In 1868 President Young called Lucius’s father to Springville where he became a very successful nurseryman and farmer. Edwin Whiting planted many of the beautiful fir trees in Springville, Provo and other central Utah towns. In 1868 Lucius Whiting, with several other young men, made a trip across the plains to get emigrants. This trip lasted six months and was a special calling from the general authorities. Edwin Lucius also took part in the Black Hawk War and was assigned as a minute man in the home guard.
On December 18, 1871 Lucius married Anna Mary Bulkley. She bore him eleven children: Millie, Elizabeth, Lucius Burr, Clarence Othel, Jane, Ovilla, George Clinton, Belva, Blanche, Randall Austin and Edna. On December 26, 1877 he married a second wife, Fannie Johnson, in the St. George Temple. To care for his growing families Lucius constantly engaged in the labors of his choice, that of farming and stock raising. His two young families had to work hard to make ends meet. In 1885 Lucius was selected Presiding Elder of the little branch on Union Bench and on August 21, 1888 a Mapleton ward was organized with Brother Whiting as its first Bishop.

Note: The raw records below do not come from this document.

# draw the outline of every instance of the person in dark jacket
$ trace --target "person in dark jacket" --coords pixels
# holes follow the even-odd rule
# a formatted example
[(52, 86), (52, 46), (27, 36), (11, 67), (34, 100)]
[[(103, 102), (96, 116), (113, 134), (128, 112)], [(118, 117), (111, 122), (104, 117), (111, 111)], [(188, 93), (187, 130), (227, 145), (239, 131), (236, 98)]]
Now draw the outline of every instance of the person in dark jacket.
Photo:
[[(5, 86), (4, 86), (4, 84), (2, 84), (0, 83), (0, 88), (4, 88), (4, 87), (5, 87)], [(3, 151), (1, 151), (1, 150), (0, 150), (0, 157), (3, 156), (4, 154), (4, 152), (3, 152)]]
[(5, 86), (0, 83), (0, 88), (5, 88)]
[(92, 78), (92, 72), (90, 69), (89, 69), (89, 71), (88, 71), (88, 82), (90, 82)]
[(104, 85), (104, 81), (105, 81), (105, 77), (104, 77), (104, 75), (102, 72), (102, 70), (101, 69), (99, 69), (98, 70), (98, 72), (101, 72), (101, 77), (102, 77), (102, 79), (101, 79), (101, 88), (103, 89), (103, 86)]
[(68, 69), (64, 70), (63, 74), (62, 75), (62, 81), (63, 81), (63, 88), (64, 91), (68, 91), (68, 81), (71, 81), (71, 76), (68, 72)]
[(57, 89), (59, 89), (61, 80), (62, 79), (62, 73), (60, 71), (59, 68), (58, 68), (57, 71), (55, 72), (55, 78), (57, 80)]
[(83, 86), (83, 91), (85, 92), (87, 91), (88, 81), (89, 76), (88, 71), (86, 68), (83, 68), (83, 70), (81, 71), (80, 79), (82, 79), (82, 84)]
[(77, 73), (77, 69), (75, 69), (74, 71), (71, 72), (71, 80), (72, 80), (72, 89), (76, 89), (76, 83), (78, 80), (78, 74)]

In 1891 Lucius went to Mexico to escape prosecution for being a polygamist. He and his family stayed there eighteen months before they returned. When they returned Lucius resumed his job as bishop and reestablished his family here. Before he completed his activities, however, he was stricken with pneumonia and taken from this life. He left his family and many friends to mourn his loss. He was honored and loved by all who knew his pleasant thoughtful nature, and he was respected by those who opposed his religious beliefs.
He was Bishop of the Mapleton Ward at the time of his death which occurred February 19, 1896. He was fifty years old. His passing ended a career of usefulness and created a void in Mapleton’s social and religious circles which was hard to fill. However, his record of service and hard work has given his family a legacy to be proud of.